Oxford Elementary teacher awarded grant to grow recycling program
Published 8:00 am Thursday, March 1, 2018
Watching Oxford Elementary teacher Sylvia Tropp pushing a wheeled container that looks like a big trash can, some of the students think she may have two jobs at the school.
“A first-grader I know outside of school told her grandmother, a friend of mine, that ‘Mrs. Tropp has two jobs at school – teacher and trash collector,’” Tropp said recently. “I’m sure she’s not the only student who thinks I’m collecting garbage.”
The wheeled containers are actually for recyclables. Tropp, the second-grade Insight teacher at OES, also runs the school’s recycling program.
Email newsletter signup
For her efforts over the last two school years, the Mississippi Recycling Coalition recently awarded Tropp a $500 grant to help grow the program.
The recycling program started up at OES about six years ago by teacher Leslie Orrell. The program continued with teacher Jenny Mitchell until Tropp took over last school year.
During the first year she ran the program, Tropp would select a few boys from one of her classes to go around the school and empty recycling bins into the wheeled containers. Teachers can have two bins – one to collect paper and one for plastic and aluminum cans. The recyclables are then picked up on Mondays by Oxford Environmental Services.
At the start of the current school year, Tropp wanted to engage more students in the recycling program.
“Each of my four classes developed a different project to promote recycling at Oxford Elementary,” she said. “Two classes planned skits and performed for the other classes in their hall. One class made posters to put up around the building reminding everyone to recycle and what can be recycled. The other class created a slide show which was not only shared with the classes in their hall but sent to all teachers in the building to share with their classes.”

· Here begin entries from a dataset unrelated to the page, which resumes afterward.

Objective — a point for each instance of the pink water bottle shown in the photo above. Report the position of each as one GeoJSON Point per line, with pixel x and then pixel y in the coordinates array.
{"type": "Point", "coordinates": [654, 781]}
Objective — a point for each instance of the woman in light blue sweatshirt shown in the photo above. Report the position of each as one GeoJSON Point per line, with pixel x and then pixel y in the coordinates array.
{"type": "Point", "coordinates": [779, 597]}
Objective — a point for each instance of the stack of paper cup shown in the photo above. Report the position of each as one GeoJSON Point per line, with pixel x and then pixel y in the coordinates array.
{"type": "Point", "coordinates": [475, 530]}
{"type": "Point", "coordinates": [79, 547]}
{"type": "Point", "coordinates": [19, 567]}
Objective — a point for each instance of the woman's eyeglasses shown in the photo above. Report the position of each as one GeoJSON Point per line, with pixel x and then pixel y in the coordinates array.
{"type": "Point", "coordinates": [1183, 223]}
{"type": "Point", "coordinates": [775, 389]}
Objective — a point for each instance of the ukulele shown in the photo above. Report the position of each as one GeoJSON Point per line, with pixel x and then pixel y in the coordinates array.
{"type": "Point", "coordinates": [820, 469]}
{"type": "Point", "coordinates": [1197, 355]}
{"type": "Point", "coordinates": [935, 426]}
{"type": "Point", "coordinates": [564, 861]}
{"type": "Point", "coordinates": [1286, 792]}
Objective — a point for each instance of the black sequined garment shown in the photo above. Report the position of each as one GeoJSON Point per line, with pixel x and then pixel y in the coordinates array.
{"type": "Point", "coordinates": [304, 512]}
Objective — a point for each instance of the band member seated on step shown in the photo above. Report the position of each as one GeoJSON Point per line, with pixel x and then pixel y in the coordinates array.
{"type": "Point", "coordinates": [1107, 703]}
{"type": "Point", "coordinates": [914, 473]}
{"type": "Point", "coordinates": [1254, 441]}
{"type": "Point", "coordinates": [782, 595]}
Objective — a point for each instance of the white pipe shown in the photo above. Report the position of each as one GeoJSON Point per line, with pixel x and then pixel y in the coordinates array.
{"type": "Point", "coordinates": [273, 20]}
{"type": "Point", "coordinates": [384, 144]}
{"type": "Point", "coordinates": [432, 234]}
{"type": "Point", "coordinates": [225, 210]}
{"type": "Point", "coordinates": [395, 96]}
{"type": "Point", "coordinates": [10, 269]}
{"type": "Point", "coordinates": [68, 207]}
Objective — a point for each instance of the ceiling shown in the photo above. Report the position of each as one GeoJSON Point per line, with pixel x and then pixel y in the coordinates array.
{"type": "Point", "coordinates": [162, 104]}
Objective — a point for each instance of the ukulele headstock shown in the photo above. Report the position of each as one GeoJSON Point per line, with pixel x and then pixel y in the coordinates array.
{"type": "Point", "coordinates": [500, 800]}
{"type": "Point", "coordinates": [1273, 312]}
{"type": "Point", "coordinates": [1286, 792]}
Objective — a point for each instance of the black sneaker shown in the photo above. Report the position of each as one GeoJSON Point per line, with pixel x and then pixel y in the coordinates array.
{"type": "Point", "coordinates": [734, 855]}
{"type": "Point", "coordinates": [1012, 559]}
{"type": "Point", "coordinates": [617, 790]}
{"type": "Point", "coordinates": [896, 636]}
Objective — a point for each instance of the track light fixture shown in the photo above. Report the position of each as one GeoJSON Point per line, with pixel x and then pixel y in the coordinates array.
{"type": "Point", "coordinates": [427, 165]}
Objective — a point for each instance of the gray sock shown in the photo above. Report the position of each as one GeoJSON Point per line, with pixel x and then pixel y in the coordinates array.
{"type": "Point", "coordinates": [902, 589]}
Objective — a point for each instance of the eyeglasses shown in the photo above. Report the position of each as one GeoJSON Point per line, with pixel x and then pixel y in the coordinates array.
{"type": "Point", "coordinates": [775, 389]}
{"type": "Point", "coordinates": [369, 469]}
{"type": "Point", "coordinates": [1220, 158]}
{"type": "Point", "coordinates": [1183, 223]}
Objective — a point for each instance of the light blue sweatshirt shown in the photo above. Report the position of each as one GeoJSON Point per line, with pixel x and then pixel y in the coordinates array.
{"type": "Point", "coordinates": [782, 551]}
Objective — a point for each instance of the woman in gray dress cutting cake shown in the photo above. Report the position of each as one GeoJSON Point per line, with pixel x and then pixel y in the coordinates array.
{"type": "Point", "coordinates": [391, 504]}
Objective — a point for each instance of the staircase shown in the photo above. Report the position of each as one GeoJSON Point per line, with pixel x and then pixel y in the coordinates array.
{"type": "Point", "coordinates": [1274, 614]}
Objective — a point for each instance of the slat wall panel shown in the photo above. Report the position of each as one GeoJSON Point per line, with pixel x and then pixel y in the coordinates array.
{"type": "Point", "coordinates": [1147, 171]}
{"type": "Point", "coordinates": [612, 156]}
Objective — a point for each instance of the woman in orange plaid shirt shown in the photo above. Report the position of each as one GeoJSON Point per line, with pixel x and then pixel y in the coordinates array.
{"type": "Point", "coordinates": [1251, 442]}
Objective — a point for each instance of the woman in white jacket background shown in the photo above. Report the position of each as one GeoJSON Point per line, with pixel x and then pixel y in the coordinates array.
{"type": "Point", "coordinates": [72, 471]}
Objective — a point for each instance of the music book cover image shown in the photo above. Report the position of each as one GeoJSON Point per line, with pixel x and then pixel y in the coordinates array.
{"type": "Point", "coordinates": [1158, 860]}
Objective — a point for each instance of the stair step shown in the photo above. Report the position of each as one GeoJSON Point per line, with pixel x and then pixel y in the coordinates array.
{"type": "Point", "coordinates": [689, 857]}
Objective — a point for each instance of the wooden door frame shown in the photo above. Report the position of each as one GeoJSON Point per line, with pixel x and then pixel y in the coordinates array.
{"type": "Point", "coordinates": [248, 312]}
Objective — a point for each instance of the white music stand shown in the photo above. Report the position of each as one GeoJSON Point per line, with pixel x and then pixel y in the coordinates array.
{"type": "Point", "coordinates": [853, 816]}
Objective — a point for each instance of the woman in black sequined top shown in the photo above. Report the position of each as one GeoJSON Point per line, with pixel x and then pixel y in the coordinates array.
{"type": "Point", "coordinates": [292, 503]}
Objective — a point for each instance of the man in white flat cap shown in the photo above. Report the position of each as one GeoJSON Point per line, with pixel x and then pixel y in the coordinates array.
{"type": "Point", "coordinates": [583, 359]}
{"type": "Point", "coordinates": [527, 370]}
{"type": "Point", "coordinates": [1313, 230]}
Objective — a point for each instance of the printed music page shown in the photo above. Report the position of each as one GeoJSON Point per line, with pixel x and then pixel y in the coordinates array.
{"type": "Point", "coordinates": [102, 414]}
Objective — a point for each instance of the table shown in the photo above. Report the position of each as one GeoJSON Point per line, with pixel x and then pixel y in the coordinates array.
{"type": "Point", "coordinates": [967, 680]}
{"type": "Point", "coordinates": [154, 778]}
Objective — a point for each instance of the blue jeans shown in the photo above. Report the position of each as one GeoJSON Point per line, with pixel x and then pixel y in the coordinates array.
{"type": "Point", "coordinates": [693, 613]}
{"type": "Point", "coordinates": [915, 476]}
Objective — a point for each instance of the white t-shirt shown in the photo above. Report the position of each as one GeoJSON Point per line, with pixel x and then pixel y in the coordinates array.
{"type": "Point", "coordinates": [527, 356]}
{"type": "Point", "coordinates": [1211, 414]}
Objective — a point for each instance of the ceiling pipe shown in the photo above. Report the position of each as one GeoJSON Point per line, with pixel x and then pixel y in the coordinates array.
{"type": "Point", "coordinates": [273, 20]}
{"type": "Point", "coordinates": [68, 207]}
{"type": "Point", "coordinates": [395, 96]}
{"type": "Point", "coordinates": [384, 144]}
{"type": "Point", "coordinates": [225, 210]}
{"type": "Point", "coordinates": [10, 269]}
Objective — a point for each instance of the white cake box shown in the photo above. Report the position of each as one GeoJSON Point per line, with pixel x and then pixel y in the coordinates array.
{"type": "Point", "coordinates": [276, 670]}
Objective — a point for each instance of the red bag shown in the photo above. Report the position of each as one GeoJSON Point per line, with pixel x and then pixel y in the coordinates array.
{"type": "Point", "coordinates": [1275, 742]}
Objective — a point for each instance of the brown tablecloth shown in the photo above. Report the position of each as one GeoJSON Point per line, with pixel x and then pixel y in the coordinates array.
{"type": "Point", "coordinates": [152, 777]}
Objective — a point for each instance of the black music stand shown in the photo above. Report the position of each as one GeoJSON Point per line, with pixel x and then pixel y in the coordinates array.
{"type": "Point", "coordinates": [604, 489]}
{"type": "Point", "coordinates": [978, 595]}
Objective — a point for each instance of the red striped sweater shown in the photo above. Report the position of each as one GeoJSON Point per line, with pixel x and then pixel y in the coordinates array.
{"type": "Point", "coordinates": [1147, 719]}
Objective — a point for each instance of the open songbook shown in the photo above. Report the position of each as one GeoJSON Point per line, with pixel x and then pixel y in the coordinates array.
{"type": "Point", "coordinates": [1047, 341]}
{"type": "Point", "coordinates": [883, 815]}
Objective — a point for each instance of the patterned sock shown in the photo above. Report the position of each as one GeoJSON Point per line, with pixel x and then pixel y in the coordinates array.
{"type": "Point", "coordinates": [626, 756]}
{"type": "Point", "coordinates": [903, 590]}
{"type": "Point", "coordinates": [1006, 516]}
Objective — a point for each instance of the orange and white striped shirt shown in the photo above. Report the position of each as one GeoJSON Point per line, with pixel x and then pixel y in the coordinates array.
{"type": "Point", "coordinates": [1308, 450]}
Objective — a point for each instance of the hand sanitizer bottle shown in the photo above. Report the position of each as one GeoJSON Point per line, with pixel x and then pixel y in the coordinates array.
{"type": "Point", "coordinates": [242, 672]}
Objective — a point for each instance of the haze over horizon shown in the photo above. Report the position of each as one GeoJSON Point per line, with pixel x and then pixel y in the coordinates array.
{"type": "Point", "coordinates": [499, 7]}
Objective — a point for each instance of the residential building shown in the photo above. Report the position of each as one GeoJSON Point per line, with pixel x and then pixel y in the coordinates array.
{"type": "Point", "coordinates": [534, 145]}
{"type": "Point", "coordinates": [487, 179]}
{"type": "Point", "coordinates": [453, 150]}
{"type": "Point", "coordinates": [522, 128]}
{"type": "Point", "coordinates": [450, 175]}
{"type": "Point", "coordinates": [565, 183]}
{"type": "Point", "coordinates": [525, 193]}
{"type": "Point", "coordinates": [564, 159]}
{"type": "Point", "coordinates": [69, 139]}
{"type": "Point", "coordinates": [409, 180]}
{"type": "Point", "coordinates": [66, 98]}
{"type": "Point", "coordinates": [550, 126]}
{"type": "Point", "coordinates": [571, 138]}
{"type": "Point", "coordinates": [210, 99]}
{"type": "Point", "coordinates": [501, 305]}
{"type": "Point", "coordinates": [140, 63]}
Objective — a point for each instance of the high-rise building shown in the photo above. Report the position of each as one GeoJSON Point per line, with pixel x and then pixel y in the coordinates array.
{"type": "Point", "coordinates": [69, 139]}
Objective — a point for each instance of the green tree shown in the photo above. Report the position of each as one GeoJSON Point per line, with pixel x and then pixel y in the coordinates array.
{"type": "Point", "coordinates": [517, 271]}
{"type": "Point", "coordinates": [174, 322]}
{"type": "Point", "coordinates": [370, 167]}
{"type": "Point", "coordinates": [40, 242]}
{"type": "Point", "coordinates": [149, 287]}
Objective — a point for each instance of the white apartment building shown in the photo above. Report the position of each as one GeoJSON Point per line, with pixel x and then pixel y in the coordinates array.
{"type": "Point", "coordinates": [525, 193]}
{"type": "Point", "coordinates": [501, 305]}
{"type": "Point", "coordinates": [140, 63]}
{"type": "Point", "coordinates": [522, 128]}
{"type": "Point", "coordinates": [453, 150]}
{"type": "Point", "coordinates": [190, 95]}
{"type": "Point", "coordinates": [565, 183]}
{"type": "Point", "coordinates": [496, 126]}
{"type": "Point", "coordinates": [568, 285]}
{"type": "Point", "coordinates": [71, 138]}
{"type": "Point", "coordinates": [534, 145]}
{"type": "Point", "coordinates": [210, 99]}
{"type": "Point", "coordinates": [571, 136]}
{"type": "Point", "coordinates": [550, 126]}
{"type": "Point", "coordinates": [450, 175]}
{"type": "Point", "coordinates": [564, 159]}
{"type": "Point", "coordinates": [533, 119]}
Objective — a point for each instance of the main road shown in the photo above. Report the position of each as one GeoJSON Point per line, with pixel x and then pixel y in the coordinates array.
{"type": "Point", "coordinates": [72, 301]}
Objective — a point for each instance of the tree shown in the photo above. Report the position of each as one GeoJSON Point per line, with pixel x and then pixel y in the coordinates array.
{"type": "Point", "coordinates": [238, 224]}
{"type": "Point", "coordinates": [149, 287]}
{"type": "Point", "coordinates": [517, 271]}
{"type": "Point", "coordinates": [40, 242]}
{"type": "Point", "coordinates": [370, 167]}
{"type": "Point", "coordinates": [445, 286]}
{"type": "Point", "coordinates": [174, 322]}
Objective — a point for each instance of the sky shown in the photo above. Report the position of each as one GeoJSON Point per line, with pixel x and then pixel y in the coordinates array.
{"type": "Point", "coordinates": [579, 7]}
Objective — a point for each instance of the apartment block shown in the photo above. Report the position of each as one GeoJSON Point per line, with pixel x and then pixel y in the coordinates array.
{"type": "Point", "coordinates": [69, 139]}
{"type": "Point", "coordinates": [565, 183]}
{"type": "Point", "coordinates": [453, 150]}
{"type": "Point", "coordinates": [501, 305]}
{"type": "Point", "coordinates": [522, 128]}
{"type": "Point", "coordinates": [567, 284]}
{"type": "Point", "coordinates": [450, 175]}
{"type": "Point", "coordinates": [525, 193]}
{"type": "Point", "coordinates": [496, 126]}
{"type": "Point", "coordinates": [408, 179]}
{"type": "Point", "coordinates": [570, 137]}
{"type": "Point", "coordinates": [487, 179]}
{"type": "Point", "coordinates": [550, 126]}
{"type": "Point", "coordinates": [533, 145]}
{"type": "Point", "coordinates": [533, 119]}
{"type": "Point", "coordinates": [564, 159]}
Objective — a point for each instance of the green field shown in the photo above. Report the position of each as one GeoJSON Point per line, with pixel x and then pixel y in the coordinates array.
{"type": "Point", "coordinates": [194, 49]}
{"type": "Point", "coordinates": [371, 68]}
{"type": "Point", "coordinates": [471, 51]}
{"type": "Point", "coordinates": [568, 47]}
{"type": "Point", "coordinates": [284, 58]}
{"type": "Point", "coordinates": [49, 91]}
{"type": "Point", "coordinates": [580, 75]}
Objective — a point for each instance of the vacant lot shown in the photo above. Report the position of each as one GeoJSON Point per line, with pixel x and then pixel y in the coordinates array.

She’s also engaged the help of more of her students, as well as other students in the school who show an interest in learning more about recycling.
“Many students stop me in the hall to ask if they can help,” she said. “It is quite gratifying to see the enthusiasm among the students at OE.”
Tropp said she has seen an increase in participation from teachers and students this year.
“Each month I have a drawing of names of those who had recyclables in their bins for a chance to win a small prize for participating,” she said. “I also award ‘Bolt Bucks’ for participation, which is a type of positive reinforcement program we use at OE.”
Tropp plans to use the $500 to purchase additional wheeled containers, more bins, sterile gloves for handling the recycling and poster board for new posters for next year’s classes to use.
Many of Tropp’s students have told her they have been recycling more at home since they started learning about recycling at OE, Tropp said.
“I feel recycling is important and worth the effort and hours it takes,” she said. “It’s good to model recycling to the students and good for them to be engaged in recycling.”